В то время радовался и грустил весь Ленинград. Да и весь Союз. Ленинградцы первые воскресали и физически и духовно, замерзшие, голодные… Страна напрягалась, чтобы помочь жителям города. Поначалу ограничили въезд, чтобы не усугубить проблемы. Возвращались эвакуированные, дозволено въезжать студентам. Но рвались и прорывались, маскируясь под солдат, разные люмпены. Начались грабежи. Пострадал и я. Уголовного типа мужик в солдатском обмундировании с подручными создали давку в трамвае, один строил мне разные рожи. Пока я наблюдал это представление, на остановке народ схлынул, я схватился за карман — пусто. А ведь там были сохранившиеся в плену солдатская книжка, студенческий билет, довоенный и теперешний, продовольственные карточки, паспорт, часть стипендии. Все это пригодилось уголовнику. Небось и паспорт, и красноармейская книжка долго были хорошей крышей. Годы спустя я не мог предъявить документы об участии в войне, и это сильно мне вредило.
Мне предлагается тема для диплома несекретного профиля. Мне одному из группы. Все ясно: не допущен, никаких иллюзий.

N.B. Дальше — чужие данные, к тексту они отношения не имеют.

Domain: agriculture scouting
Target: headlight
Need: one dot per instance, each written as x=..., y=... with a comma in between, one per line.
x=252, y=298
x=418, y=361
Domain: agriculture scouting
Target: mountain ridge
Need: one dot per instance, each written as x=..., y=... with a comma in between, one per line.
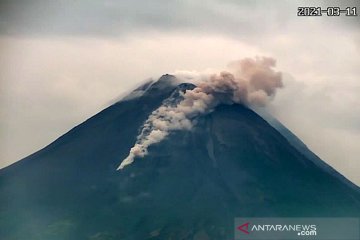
x=232, y=164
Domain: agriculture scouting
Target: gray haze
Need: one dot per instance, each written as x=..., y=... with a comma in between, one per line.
x=63, y=61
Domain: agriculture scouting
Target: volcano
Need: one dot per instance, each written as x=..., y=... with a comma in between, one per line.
x=192, y=185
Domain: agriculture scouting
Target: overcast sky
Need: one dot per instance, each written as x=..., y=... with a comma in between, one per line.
x=63, y=61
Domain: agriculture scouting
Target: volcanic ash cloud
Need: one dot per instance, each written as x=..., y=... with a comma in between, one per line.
x=252, y=82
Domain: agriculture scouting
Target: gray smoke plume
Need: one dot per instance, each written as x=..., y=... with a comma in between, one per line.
x=252, y=82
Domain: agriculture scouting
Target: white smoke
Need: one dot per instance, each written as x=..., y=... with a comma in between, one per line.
x=252, y=82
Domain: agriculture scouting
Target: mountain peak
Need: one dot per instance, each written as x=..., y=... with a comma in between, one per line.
x=232, y=163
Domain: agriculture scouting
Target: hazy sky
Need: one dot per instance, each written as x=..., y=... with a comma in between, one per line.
x=63, y=61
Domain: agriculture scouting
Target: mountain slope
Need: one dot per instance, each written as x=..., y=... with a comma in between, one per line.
x=190, y=186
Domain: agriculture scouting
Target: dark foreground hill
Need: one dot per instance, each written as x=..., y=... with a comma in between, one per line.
x=190, y=186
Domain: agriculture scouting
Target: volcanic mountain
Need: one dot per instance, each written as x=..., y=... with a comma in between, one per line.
x=192, y=185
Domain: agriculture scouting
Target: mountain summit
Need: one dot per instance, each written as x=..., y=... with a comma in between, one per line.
x=191, y=185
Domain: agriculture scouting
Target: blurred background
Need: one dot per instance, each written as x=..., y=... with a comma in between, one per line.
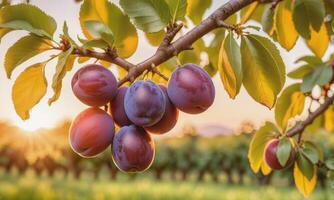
x=203, y=157
x=191, y=165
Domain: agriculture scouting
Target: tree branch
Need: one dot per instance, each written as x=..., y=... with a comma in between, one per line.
x=300, y=127
x=185, y=42
x=169, y=49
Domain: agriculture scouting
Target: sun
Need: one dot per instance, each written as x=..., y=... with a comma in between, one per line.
x=32, y=125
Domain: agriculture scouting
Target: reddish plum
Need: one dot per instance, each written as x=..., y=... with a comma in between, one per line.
x=133, y=149
x=144, y=103
x=117, y=108
x=94, y=85
x=91, y=132
x=169, y=118
x=191, y=89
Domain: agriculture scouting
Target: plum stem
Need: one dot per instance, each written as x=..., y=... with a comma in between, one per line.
x=300, y=127
x=169, y=48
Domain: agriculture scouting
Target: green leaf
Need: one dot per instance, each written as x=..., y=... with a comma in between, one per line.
x=148, y=15
x=124, y=32
x=23, y=25
x=253, y=11
x=65, y=63
x=214, y=46
x=267, y=20
x=301, y=71
x=283, y=151
x=155, y=39
x=188, y=57
x=178, y=9
x=307, y=13
x=100, y=31
x=229, y=65
x=28, y=89
x=23, y=50
x=23, y=17
x=98, y=43
x=321, y=75
x=330, y=163
x=330, y=176
x=285, y=31
x=305, y=186
x=310, y=151
x=319, y=41
x=263, y=69
x=312, y=60
x=67, y=35
x=258, y=143
x=289, y=104
x=306, y=166
x=196, y=9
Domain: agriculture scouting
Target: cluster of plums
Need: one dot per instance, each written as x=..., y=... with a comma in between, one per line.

Преддипломная практика. Четверо — все из нашей комнаты — выбираем Арктику, Главсевморпуть.
Едем в Архангельск. Получили направление мотористами на дизельный ледокол американской постройки, полученный по ленд-лизу во время войны.
Каблуки четко тукают по дощатым тротуарам, особенно утром под окном гостиницы. Величественный Петр. Широкий проспект. Ледокол невелик, много меньше наших “утюгов” с паровыми машинами. И как это трудно было, видно, конструкторам решиться на столь несовершенную технику! 12 котлов, угольных! 4 смены кочегаров, по 2 человека на котел. 100 кочегаров! Сотни тонн угля, вручную с тачками да бадьями в условиях Диксона, например. Его еще надо туда завезти и выгрузить. Кошмар! И все — ради необходимости частого реверса: ледокол должен долбить лед повторными ударами. Машина позволяет, дизель — нет.